MATTHIJS VERMEULEN

Componist, schrijver en denker

19460222a Thea Diepenbrock aan Matthijs Vermeulen

Thea Diepenbrock

aan

Matthijs Vermeulen

Amsterdam, 22 februari 1946

22 Febr. '46

Lieve Matthijs, gisterenavond heb ik je niet meer geschreven. Toen ik thuiskwam uit het Concertgebouw, waar ik Orloff even was gaan hooren in Tschaikowsky, of liever gezegd was gaan zien – want ik vind de prachtige, innerlijke doelmatigheid van zijn bewegingen een genot op zichzelf – , vertelde J. me iets vervelends van Greet, dat haar ter ooren gekomen was. Ik heb toen in bed een briefje aan Greet geschreven en heb jouw brief nog eens overgelezen en ben gaan slapen. Ik had ook eigenlijk niets bepaalds te schrijven aan jou, maar als je maar eenmaal Lieve Matthijs hebt staan, komt er altijd wel wat! Nu is het kwart voor 8 's ochtends. J. wilde, omdat zij een zwaren dag voor de boeg heeft, niet te vroeg op staan, en ik vind het wel eens een variatie om 's ochtends te schrijven. Het maakt anders niets geen verschil, want ik heb de lamp aan het is hier op het Noorden nog te donker, en ik word met je wakker zooals ik met je slapen ga –

Liefste, je had waarschijnlijk op: "serait-ce elle?" een andere reactie verwacht. Eerlijk gezegd weet ik er geen weg mee. Logischerwijze moet je aan deze vraag verbinden een voorafgaande toestand van ergens op te wachten. En dat was bij jou niet het geval, je was gelukkig met Anny ― waarom dan plotseling deze gedachte? Ik redeneer weer zuiver positivistisch, maar ik heb met het gevoel geen aanrakingspunt hiermee.

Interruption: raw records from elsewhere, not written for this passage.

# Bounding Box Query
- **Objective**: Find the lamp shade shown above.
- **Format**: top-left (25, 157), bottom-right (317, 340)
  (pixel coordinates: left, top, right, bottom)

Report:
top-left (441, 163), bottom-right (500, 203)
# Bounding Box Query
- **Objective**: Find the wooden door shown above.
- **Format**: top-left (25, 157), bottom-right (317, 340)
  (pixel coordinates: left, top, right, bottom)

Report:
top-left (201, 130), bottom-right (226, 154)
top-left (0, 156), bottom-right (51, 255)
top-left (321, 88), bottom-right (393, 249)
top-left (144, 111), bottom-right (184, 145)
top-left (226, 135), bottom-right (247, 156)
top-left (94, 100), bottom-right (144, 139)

Op dit moment klopte J. tegen de muur. Toen ik bij haar binnen kwam, noodigde ze me uit om nog bij haar in bed te komen, en hoe het kwam weet ik niet, maar wij hebben gesproken over '16-'39 en zij zei dat ik je dat niet had mogen aandoen, dat er grenzen zijn aan hetgeen iemand verdragen kan. Ik zei dat ik een volmaakt vertrouwen in je heb, het vertrouwen dat je, als ik gelijk heb, het aan zult kunnen en dat die volstrekte openheid de basis is van onze liefde en dat, als wij de zelfde taal spreken, jij dit ook zult kunnen verdragen, temeer omdat het alleen gaat om een totaal onbewuste schuld, terwijl je bewust alles gedaan hebt om geen enkele schuld op je te laden. Eerst twijfelde J., maar later wilde zij graag ook dit vertrouwen hebben, in jou en in mijn kijk op jou. Toch kwelt me nu de zorg, dat begrijp je, dat ik te veel van je gevergd heb, dat ik het je tè moeilijk heb gemaakt in je eenzaamheid. Ik vraag je 1000 x om vergiffenis, liefste Matthijs. Ik ben zoo verwend door de hoogheid van je niveau, dat ik een bovenmenschelijke maat ben gaan aanleggen. J. zei: stel je voor dat iemand jou zooiets zou zeggen, dan zou je je immers met hand en tand verdedigen. Ja, dat zou ik ook, maar ik ben ook niet zoo ver als mijn heilige eremiet. Liefste, laat me lief voor je zijn, laat het me goed maken, schrijf me gauw dat je het me vergeeft (mijn onbewuste schuld) en dat ik niets kapot heb gemaakt. Alles is er toch: je liefde voor Pappie's muziek, je mooie uren met hem in zijn blauwe kamer doorgebracht, je gelukkige herinnering aan het jaar met Moeder, je ongehoorde verbondenheid met A., alles wat zij je door haar onbeperkte liefde gegeven heeft en jij haar, het licht en de straling die je nog van haar kreeg na haar dood, en nu het magische tot-elkaar-komen van jou en mij. Dat is toch allemaal prachtig. Als je het zoo ziet, heb je je over het leven noch over je eigen rol daarin te beklagen. Niemand is volmaakt en als wij dus achteraf, terugziend naar vroegere jaren, iets ontdekt hebben dat inbreuk maakt op de volmaaktheid, dan moeten wij dat, dunkt me, noch willen ontkennen, noch vinden dat alles nu aan puin ligt, want dit is immers de normale gang van zaken, dat wij het nog eens over zouden doen als wij konden. Altijd vallen ons pas later de schellen van de oogen en aan de eene kant betreuren we dan den loop der dingen, maar aan de andere kant ook weer niet, omdat er zooveel moet gebeuren om tot bepaalde dingen, tot bepaalde zielstoestanden te geraken.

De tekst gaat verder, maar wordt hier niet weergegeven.